2. ES modules (https://nodejs.org/dist/latest-v14.x/docs/api/esm.html)

2.A.

import * as foo1 from './foo';
foo1.something('yo2')

import * as $FOO from './foo';
$FOO.something(...);

2.B.

import {something} from './foo';
something('yo3')

import {something} from './foo';
something(...);

2.C.

import foofoo from "./foo";
foofoo.something('yo4')

import $FOO from './foo';
$FOO.something(...);

2.D.

import { something as smth } from "./foo";
smth('yo5')

import {something as $SMTH} from './foo';
$SMTH(...);

2.E. (used only for side-effect, no need to alias)

import './foo'

import './foo'

2.F. (antipattern, usually modules are not built to be inited asynchronously, no need to alias)

import("./foo").then(foo2 => {
  foo2.something('yo6');
})

import("./foo").then(($FOO) => {
  $FOO.something(...);
})

2.G. (antipattern, usually modules are not built to be inited asynchronously, no need to alias)

(async function() {
  const foo3 = await import('./foo');
  foo3.something('yo7')
})()

$FOO = await import('./foo');
$FOO.something(...);

all of this patterns work, but we need all of them to cover 100% of situations

Problem

the problem is that in our rules we use only one pattern, usually $FOO = require('./foo');, sometimes { $SMTH } = require('./foo'), or something contributed by the users that reflects their current coding style

• on top of that, since the last issue (Module aliasing for Javascript #285) Node.js implemented native ES modules support and its usage is going to increase, many modules already moving to "ES only" versions (I'm using CommonJS! What should I do? sindresorhus/got#1789), we need to adapt and be able to support both systems in our rules
• but there is no "good practice" way to import/require a module, that we could stick to, they are all useful in different situations and I believe it makes sense to cover all the situations in our rules, for now, it would require to have at least 8 more patterns added to each rule (at minimum, because it probably would also require to rewrite/add other patterns)
• potentially implementing module aliasing for JS/TS can give us x8 times better coverage
• we have a module aliasing for Python and Java, which helps a lot in writing rules, so I believe it makes sense to have this feature for JS/TS also
• the difference between Python and JS is that both import and require allow specifying path to the module, not just the name (or namespace), e.g. require('../../src/foo/bar')

Implementation

(this is my opinion on how the new patterns might look like, maybe there is a better solution for that)

for CommonJS

use patterns like:

require('./foo').$SOMETHING(...)

to alias patterns from 1.A, 1.B, 1.C, 1.D

examples:

const { unlink } = require('fs');

unlink('/tmp/hello')

and

const foo = require('fs').unlink;

foo('/tmp/hello')

and

const fs = require('fs');

fs.unlink('/tmp/hello')

will be tackled by:

require('fs').unlink(...)

this also means that

require('./foo')(...)

going to find:

const foo = require('./foo')
foo('hello world')

for ES modules

use patterns like:

import('./foo').$SOMETHING(...)

to alias patterns from 2.A, 2.B, 2.C, 2.D

examples:

import { unlink } from 'fs';

unlink('/tmp/hello')

and

import { unlink as foo } from 'fs';

foo('/tmp/hello')

and

import * as fs from 'fs';

fs.unlink('/tmp/hello')

will be tackled by:

import('fs').unlink(...)

this also means that

import('./foo')(...)

going to find:

import * as foo from './foo';
foo('hello world')

[stale]

This issue is being marked stale because there hasn't been any activity in 30 days.
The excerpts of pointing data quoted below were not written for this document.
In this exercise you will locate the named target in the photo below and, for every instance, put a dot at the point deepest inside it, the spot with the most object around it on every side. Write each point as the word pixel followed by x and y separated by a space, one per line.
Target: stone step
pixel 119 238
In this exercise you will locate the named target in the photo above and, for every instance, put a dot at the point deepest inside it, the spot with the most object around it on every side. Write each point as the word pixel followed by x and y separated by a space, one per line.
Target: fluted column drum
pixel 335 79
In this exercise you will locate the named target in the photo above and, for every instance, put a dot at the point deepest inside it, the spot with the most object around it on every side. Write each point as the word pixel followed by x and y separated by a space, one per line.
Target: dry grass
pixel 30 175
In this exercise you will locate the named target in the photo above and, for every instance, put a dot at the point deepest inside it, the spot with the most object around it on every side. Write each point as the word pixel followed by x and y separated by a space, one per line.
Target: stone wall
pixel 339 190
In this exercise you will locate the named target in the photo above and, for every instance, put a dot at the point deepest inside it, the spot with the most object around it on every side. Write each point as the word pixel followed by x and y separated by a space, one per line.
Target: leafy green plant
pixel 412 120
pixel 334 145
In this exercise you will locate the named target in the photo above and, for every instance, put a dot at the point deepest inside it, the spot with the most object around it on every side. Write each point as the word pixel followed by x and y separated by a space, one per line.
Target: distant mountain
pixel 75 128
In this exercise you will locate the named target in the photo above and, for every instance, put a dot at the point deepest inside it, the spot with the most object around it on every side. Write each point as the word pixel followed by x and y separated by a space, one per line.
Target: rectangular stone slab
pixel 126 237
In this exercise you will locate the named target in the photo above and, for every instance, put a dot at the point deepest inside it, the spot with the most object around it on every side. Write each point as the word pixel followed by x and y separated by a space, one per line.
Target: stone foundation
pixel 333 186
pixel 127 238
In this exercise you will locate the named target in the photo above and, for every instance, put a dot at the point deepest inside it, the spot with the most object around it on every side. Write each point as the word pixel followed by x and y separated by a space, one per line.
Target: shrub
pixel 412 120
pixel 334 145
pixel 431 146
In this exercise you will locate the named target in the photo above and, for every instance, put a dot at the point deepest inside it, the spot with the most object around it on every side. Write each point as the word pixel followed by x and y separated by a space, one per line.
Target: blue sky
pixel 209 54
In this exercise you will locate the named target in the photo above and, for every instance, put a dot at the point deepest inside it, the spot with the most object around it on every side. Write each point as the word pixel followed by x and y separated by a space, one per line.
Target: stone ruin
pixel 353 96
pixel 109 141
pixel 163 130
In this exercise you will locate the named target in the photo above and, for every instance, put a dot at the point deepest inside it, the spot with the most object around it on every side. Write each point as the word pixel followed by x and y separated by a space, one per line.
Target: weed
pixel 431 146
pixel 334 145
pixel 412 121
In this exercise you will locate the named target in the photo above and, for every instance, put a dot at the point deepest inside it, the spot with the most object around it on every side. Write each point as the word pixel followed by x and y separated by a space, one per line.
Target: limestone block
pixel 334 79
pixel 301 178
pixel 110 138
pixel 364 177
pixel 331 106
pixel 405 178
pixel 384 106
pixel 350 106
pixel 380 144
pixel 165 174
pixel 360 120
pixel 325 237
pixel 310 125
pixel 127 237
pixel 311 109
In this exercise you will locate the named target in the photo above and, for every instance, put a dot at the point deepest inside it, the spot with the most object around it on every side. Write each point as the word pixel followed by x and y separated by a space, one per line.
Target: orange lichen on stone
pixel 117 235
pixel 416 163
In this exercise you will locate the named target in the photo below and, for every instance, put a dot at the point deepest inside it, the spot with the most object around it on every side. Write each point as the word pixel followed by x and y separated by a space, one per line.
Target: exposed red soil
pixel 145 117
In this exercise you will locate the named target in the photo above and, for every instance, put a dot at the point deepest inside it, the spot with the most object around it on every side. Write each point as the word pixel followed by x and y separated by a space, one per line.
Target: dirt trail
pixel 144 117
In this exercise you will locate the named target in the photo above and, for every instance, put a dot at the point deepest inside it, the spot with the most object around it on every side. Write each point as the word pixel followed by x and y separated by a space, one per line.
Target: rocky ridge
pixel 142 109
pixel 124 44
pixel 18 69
Please leave a comment if you think this issue is still relevant and should be prioritized, otherwise it will be automatically closed in 7 days (you can always reopen it later).

[inkz]

👋

[christophetd]

Definitely needed! Honestly, I mostly gave up on writing Javascript Semgrep rules due to this complexity

[ben-elttam]

I think all patterns even the anti-patterns (bad practices) should be covered so that a rule trying to find something (e.g. XSS) will work no matter how the module was imported.

[mschwager]

It'd be really helpful if JS equivalences caught all these cases: https://semgrep.dev/playground/s/gx815.

Otherwise you need to manually specify each import / require style to, for example, simply look for a fs module call.